Protecting adults from harmful content
This applies to “category one” firms, or platforms with the largest reach and greatest influence over public discourse. So you would expect it to apply to the likes of Facebook, Instagram, Google and TikTok. But after a late change to the bill, it could also apply to niche but risky sites like the rightwing-favoured platform 4chan.
Once the list of category one sites platforms is drawn up by the secretary of state, those companies will have to give adult users the ability to avoid certain kinds of content if they wish to do so.
The sort of content platforms need to protect users from – if the user wishes – is listed on the act: material related to suicide, self-harm and abuse targeted at protected characteristics under the Equality Act (such as age, race and sex). Platforms need to assess how much of that content is on their platforms and put in place a way of shielding users from that content.
So this is not a case of clicking a button on these platforms and all the bad stuff goes away. Platforms will need to offer features that, for example, allow users to avoid abuse. This could be an option to consent to someone following you, or a warning screen appearing for certain content or muting certain words. Many platforms offer these sorts of measures already – but now Ofcom is watching.

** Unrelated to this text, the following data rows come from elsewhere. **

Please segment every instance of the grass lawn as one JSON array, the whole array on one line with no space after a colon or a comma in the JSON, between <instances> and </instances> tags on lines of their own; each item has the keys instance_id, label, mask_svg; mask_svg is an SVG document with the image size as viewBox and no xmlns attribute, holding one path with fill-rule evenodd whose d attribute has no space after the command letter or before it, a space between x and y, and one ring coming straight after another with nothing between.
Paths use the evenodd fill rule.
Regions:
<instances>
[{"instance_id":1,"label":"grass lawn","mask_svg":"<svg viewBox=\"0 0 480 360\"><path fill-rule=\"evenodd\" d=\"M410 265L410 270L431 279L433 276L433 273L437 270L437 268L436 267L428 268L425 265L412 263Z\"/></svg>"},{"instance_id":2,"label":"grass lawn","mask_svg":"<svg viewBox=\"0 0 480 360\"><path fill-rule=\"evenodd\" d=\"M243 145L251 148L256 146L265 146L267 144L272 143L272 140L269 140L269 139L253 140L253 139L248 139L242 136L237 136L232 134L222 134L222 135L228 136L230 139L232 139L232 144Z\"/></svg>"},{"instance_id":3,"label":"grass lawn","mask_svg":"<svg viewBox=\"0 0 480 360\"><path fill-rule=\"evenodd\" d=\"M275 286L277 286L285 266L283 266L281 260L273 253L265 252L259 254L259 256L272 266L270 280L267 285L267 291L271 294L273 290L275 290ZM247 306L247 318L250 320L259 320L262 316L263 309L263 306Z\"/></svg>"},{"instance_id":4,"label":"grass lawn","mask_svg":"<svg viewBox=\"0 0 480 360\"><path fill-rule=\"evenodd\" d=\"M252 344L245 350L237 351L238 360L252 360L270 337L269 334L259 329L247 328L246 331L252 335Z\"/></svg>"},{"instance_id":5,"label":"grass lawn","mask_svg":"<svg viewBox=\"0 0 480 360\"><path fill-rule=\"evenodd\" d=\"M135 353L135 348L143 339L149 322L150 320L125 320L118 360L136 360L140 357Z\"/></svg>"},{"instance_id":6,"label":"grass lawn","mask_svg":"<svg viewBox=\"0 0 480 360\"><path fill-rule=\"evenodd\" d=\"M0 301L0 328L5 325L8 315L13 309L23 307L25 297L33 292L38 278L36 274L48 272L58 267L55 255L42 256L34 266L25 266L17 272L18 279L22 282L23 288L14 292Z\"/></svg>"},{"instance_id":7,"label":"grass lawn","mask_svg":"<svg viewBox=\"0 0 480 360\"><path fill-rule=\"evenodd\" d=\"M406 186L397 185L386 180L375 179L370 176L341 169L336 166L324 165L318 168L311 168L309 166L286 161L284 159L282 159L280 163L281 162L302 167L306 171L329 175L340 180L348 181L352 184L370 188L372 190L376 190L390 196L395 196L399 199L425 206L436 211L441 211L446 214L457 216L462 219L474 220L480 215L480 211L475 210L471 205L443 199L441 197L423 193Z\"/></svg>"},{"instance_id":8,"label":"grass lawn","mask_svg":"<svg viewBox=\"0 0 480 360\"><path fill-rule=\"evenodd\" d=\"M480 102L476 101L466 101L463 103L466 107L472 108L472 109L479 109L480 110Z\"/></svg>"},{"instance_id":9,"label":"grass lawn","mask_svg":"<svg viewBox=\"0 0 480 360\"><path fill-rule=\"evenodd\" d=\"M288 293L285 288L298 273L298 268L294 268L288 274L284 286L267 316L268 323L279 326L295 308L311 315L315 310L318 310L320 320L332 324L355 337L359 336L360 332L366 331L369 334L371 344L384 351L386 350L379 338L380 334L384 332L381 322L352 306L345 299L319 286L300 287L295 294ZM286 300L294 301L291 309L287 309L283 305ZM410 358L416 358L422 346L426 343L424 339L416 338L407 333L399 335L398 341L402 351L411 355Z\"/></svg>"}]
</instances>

Further duties for category one firms include protecting journalistic content and “content of democratic importance”.
Pornography
Sites that offer pornographic content must use age-verification measures (jargon for age checks) or age-estimation technology (where you send a selfie to the platform and it gauges whether you are the age you say you are) to ensure users are over 18. This obviously applies to sites like Pornhub and to user-to-user platforms that allow sexual content, like OnlyFans (which already has an over-18 age policy). Sites that are not dedicated pornography services but still allow sexual content, like X, will be expected to apply age-verification or estimation measures either to specific content or a specific section of their service.
Ofcom will provide guidance on what are the most effective forms of age verification or age estimation.
End-to-end encryption
One of the most controversial elements of the bill is a provision on combating child sexual abuse material (CSAM), which empowers Ofcom to order a messaging service to use “accredited technology” to look for and take down such content.
Privacy campaigners and tech firms have warned that the clause poses a fundamental threat to end-to-end encrypted messaging – where only the sender and recipient can read the message – because it could require the scanning of private messages.
In a bid to head off a threatened exodus, the government said in September that Ofcom would only be able to intervene if scanning content was “technically feasible” and if the process met minimum standards of privacy and accuracy. Some observers took this as a climbdown but the government has not changed the wording of the bill, so this still feels like a very live issue with the legislation.
Criminal liability for tech executives
Tech executives face the threat of a two-year jail sentence if they persistently ignore Ofcom enforcement notices telling them they have breached their duty of care to children. The government has stressed to jumpy tech execs that the new offence will not criminalise executives who have “acted in good faith to comply in a proportionate way” with their duties.
Senior employees could also be jailed if they hinder an Ofcom investigation or a request for information.
In terms of punishments for companies, Ofcom can fine impose fines of £18m or 10% of a company’s global turnover for breaches of the act. In extreme cases, it can also block websites or apps.
So what next? This is a complicated and wide-ranging piece of legislation, partly a reflection of the sprawling nature of the field it is trying to regulate. Ofcom – and tech platforms – are going to be busy.